Non-smoking section? Yes.

Call: 669-7200.

*** Of all the nice things waiters have ever said to me, my favorite has to be, "Would you like more caviar?" Ooooh, would I.

And it's free caviar at that. The shot of vodka is free, too. Although "Russian restaurant" might seem like a contradiction in terms, there are no food shortages in the little corner of the U.S.S.R. called Moscow Nights. No shortage of choices, either. In fact, Moscow Nights is an orgy of capitalist plenty.

Not just a restaurant, Moscow Nights is a dressy supper club with a glassed-in balcony and a stylized mural of the Moscow skyline and the brilliant onion domes of St. Basil's.
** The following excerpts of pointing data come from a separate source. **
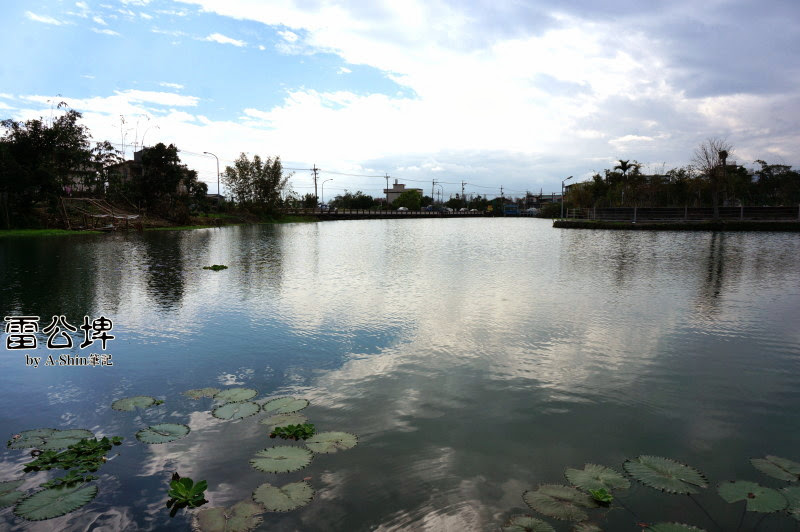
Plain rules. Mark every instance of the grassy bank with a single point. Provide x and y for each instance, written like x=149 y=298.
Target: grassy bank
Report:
x=681 y=226
x=10 y=233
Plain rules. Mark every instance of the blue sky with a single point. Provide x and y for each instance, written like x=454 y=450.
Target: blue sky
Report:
x=520 y=94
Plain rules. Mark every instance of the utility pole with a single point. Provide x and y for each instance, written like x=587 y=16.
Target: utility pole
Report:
x=315 y=170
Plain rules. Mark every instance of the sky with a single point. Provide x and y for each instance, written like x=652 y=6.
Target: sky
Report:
x=514 y=94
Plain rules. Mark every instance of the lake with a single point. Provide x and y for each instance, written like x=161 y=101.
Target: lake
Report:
x=475 y=359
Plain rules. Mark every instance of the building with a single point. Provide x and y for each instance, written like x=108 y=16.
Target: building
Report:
x=397 y=189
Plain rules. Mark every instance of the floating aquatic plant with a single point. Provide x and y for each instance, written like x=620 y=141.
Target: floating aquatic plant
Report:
x=282 y=420
x=792 y=494
x=526 y=523
x=8 y=493
x=593 y=477
x=236 y=410
x=602 y=496
x=665 y=474
x=183 y=491
x=129 y=404
x=331 y=442
x=281 y=459
x=241 y=517
x=54 y=502
x=759 y=498
x=284 y=498
x=48 y=439
x=673 y=527
x=777 y=467
x=235 y=395
x=561 y=502
x=284 y=405
x=85 y=456
x=198 y=393
x=162 y=433
x=294 y=432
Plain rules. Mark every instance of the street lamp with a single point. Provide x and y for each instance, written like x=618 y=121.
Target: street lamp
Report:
x=217 y=158
x=323 y=189
x=562 y=195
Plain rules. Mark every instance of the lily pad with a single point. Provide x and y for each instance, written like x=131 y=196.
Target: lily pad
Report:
x=792 y=494
x=53 y=502
x=287 y=497
x=665 y=474
x=236 y=395
x=8 y=493
x=777 y=467
x=561 y=502
x=526 y=523
x=284 y=405
x=162 y=433
x=331 y=442
x=129 y=404
x=759 y=498
x=674 y=527
x=283 y=420
x=198 y=393
x=241 y=517
x=281 y=459
x=236 y=410
x=593 y=477
x=48 y=439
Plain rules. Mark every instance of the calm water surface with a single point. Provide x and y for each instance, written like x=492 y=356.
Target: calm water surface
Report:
x=475 y=359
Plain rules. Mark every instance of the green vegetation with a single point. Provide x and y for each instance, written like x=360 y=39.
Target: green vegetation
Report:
x=184 y=492
x=294 y=432
x=81 y=458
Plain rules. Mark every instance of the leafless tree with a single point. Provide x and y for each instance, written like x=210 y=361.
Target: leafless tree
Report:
x=710 y=159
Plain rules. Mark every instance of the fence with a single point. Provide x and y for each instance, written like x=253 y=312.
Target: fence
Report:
x=684 y=214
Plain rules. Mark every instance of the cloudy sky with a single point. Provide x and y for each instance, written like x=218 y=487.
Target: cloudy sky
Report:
x=518 y=94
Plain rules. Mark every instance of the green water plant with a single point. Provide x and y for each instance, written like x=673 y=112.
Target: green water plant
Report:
x=281 y=459
x=241 y=517
x=48 y=439
x=294 y=432
x=129 y=404
x=284 y=498
x=85 y=456
x=183 y=492
x=331 y=442
x=198 y=393
x=162 y=433
x=55 y=502
x=8 y=492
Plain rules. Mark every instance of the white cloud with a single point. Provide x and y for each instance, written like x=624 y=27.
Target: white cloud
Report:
x=44 y=19
x=106 y=31
x=222 y=39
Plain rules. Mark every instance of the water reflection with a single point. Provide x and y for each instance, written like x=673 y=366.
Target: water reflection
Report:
x=474 y=358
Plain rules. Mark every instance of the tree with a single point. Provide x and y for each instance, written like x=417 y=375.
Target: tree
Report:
x=411 y=199
x=256 y=183
x=38 y=159
x=710 y=159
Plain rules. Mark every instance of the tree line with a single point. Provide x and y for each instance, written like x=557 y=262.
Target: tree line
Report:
x=710 y=180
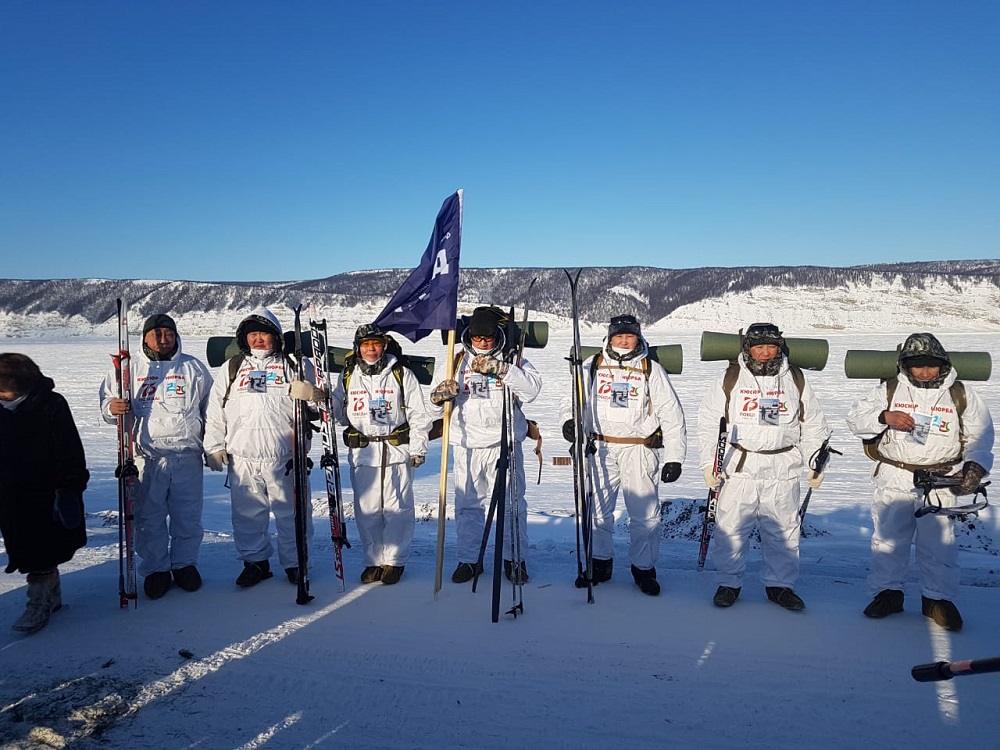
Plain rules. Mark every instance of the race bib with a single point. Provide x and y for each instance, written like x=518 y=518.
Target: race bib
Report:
x=257 y=381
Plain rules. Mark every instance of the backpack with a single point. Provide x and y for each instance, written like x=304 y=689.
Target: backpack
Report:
x=958 y=396
x=733 y=374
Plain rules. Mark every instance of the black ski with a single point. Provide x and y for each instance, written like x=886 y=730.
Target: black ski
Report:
x=300 y=469
x=582 y=479
x=127 y=472
x=330 y=461
x=712 y=503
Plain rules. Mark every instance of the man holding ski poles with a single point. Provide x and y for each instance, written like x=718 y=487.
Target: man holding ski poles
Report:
x=387 y=421
x=476 y=418
x=923 y=420
x=169 y=404
x=250 y=436
x=632 y=412
x=775 y=423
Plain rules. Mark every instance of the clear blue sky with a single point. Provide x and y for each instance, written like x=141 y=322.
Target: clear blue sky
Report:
x=288 y=140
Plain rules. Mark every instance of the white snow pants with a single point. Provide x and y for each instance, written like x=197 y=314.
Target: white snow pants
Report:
x=169 y=485
x=475 y=472
x=383 y=512
x=634 y=471
x=258 y=488
x=771 y=504
x=896 y=528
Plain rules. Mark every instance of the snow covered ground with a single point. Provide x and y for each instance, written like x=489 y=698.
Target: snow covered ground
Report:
x=393 y=667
There's a dance floor and, on weekends, a band; electric keyboards and banks of speakers let us know we weren't in for soulful balalaika music, but we liked the fact that many of the pop dance tunes, played by a combo in spangled tunics, were sung in Russian.

As soon as we were seated, the management set about stuffing us. First came black-and-white marbled bread, butter, caviar (salmon, I think, with pearl-sized, peach-colored grains), and vodka. Then a platter of vegetables, some fresh, some pickled. All this before we had even ordered!

The Siberian pelmeni ($6.90), a huge portion of pasta dumplings stuffed with savory chopped meat and served with melted butter and a dollop of sour cream, would be an ample meal in itself, accompanied perhaps by the salad Odessa ($4.90), which looked like a mound of coleslaw but was lent a tangy, smoky flavor by bits of sausage. Or, perhaps, with one of the best borschts ($2.50) around -- meaty, beety, big and bouncy, with more than a hint of cinnamon. But there was (lots) more to come.

While not as extensive or authentic-sounding as the (28-item!) appetizer list, the entree menu includes regional specialties along with Continental items masquerading in Russian names. The chicken Tabaka ($12.50), from Georgia, was half a chicken, marinated, pressed almost flat and sauteed with spices and garlic until its skin was the color of mahogany. Delicious -- although you do have to negotiate a lot of bones. I'm not sure of the pedigree of the pork chops Rostov ($14.90), but the chops were extra meaty, and their seafood filling was not the usual imperial, but a robustly spiced stuffing, vibrant with the flavors of shrimp and crab.

You won't need dessert, believe me. Especially when the mixed dessert platter is composed of serviceable but strictly birthday-style cakes.

Special mention should be made of our waiter, who set new records for attentiveness and friendliness -- not to mention readiness with seconds on caviar!